A COTTON AND WOOL HOOKED RUG
A COTTON AND WOOL HOOKED RUG

AMERICAN, LATE 19TH-EARLY 20TH CENTURY

Details
A COTTON AND WOOL HOOKED RUG
American, late 19th-early 20th century
Rectangular, worked in various reds, greens, blues, beiges, browns, and black depicting a resting lion in the foreground flanked by flowers and another standing lion in the background, surrounded by a green and beige striped border
60x31in.

Lot Essay

The invention in 1886 of the mechanical "punch hook" by Ebenezer Ross of Toledo, Ohio, simultaneously made the production of hooked rugs easier for late 19th century women, while at the same time standardizing what had previously been a highly individual textile art. Capitalizing on his invention, Ross published in 1891 a mail-order catalogue of rug patterns that could be made with his new tool that was intended both to increase the sales of his punch hook and provide an additional source of revenue in pattern sales.

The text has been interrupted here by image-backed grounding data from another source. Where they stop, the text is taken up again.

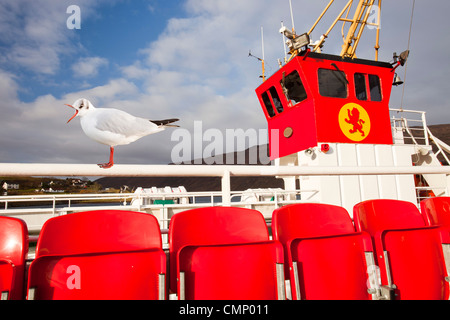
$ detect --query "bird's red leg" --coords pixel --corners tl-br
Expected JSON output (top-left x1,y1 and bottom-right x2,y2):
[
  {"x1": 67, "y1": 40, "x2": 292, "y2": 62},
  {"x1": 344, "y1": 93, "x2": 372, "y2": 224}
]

While many of the patterns included in Ross' publication were derived from previous similar catalogues, two were not and are Ross originals. These include a pattern called "Mastiff Dog" and the pattern, "Lion and Palm," an example of which is illustrated here. Later mail-orders companies such as Montgomery Ward and Sears, Roebuck, as well as individual entrepreneurs like Ross, produced copies of Ross' Lion and Palm' design. See Kopp and Kopp, American Hooked and Sewn Rugs: Folk Art Underfoot (New York: 1985), pp. 80-81, fig. 118, 121-123.